Wednesday, August 26, 2009

Deficits, Dollars, and the Price of Energy

The latest revision to the forecasted federal deficit has implications beyond the sustainability of current government spending. Reading a pair of high-profile, skeptical assessments of Peak Oil in the context of a $9 trillion deficit projection for the next decade, it occurred to me that the most serious risk of higher oil prices in the near future might not be flagging production or surging demand but the further depreciation of the US dollar. The quickest route back to $4 gasoline could run through Washington, DC, rather than Riyadh or Beijing, and that might not be as helpful for renewable energy as its advocates might guess.

The main worry I've heard expressed about the size of the federal deficit has focused on the risk of inflation. However, high deficits carry another risk that could have a much more direct effect on energy prices, which in turn could help re-ignite inflation. The problem is acute because it goes well beyond the one-time impact of federal stimulus efforts, which have apparently ballooned this year's deficit to $1.6 trillion. Fundamentally, there is a persistent and growing gap between government revenue and expenses, exacerbated by high unemployment and lower income--and thus lower tax collection--particularly from the top quintile of earners who have consistently been paying 86% of the federal income tax. Unless that gap can be brought back into line with recent history, the government will soon face a difficult choice. Financing a steady stream of trillion-dollar annual deficits will require either interest rates high enough to attract investment from all over the world--and thus high enough to stifle a nascent recovery--or the monetization of the debt by means of the Federal Reserve printing even more money than recently. The latter course, which seems likely to be more politically palatable, despite Dr. Bernanke's reappointment, would inevitably weaken the dollar and lead in fairly short order to higher energy prices.

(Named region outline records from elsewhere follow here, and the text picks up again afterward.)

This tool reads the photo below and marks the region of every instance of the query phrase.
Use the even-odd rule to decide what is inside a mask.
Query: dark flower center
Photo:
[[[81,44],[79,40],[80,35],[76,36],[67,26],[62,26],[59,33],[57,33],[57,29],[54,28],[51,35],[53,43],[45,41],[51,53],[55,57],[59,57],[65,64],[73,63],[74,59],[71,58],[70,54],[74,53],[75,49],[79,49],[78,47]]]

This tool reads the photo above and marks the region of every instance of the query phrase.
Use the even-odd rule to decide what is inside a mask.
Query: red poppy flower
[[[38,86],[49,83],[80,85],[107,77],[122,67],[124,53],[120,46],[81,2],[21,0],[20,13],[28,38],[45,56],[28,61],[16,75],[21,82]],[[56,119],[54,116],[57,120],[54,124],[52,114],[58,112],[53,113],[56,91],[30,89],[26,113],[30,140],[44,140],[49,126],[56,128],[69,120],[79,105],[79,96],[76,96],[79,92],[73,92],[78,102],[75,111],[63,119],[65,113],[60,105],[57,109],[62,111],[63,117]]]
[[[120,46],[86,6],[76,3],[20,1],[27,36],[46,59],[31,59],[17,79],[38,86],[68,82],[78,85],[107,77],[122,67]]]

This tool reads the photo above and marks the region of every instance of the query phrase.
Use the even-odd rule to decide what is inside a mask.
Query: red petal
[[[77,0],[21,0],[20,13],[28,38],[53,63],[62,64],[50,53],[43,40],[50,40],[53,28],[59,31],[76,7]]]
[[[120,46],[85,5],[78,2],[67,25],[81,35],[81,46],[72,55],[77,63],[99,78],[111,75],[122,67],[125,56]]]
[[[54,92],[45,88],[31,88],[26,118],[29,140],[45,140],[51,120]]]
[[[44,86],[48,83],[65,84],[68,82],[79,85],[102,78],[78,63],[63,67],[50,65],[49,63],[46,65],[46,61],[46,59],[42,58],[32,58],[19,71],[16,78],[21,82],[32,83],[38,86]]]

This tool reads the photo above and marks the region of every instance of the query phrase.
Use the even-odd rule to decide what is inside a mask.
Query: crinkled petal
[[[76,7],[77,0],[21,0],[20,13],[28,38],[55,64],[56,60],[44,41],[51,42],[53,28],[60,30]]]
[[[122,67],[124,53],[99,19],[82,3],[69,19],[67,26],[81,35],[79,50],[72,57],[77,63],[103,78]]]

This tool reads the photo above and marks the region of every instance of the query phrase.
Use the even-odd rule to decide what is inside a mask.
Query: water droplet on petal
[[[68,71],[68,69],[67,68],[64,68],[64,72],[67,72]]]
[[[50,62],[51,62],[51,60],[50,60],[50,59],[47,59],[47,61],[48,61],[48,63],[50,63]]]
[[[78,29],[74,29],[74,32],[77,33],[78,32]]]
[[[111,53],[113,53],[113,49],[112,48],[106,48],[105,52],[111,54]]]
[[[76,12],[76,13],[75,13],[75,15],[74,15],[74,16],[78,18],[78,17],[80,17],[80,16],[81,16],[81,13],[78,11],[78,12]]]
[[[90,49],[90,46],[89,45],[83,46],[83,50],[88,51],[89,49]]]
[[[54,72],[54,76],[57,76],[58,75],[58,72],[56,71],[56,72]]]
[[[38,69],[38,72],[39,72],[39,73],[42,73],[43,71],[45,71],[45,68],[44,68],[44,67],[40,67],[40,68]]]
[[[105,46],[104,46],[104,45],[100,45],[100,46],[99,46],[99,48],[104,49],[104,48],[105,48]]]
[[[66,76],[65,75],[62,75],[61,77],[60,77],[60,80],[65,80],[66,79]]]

We got a taste of this effect in 2007, when oil prices and the dollar moved in opposite directions in an oil-dollar price loop that looked more than merely coincidental. A weaker dollar encourages producers to raise prices, or to consider pricing their output in a stronger, more stable currency. Meanwhile, non-US consumers experience stable or falling energy prices that encourage demand growth, which eventually leads to higher prices in all currencies. Either way, US consumers would see higher prices for petroleum products, though it's not clear how much further demand could fall in the near term, with US oil consumption already running 10% below 2007's, on a comparable year-to-date basis.

The dollar has already weakened by about 10% against the Euro and 5% vs. the Japanese Yen since March, as the resolution of the financial crisis and early signs of a global recovery have eased the fears that prompted a classic flight to dollar safety. This shift merely returns the exchange rate to roughly its level of pre-crisis 2008. Oil prices have risen by around 40% over the same interval, though how much of that is due to a weaker dollar is far from clear. However, from today's $70/bbl level, another 25% drop in the value of the dollar could return us to the threshold of $100 oil.

Higher oil prices due to a weaker dollar would not necessarily be beneficial for biofuels and other alternatives to oil, either. If we learned anything from the oil price spike of 2006-'08, it was that higher oil prices don't automatically make alternative energy more competitive. If only oil prices were moving, it might be helpful, but the only way to achieve that is through taxation, not inflation or currency depreciation. Just as oil functions in a global market, so too the components of the main alternative energy technologies have become global, with wind turbines and solar panels sourced globally and in high demand in many regions. So too for the steel and other basic materials for constructing such installations, as well as the grains and oilseeds turned into ethanol and biodiesel. A weaker dollar wouldn't just mean higher oil prices, but higher prices at least for all of the new energy sources to which we are turning in our effort to address climate change and bolster our energy security.

At an average price for 2008 of $93/bbl, oil made up just 15% of the value of the goods and services we imported last year, and a weaker dollar would see the prices of a host of other things--cars, electronics, call-center assistance, for example--go up, as well, fueling inflation and further depressing our standard of living. That scenario is hardly inevitable. A sea change on the part of the American public could convince the Congress and administration that we are finally prepared to pay for the government we have been demanding, or to see government services fall to a level commensurate with the level of taxation we appear willing to bear. Or the Fed could start raising interest rates to defend the dollar, in spite of the consequences for economic growth and unemployment. I'm pretty sure which choice I'd vote for.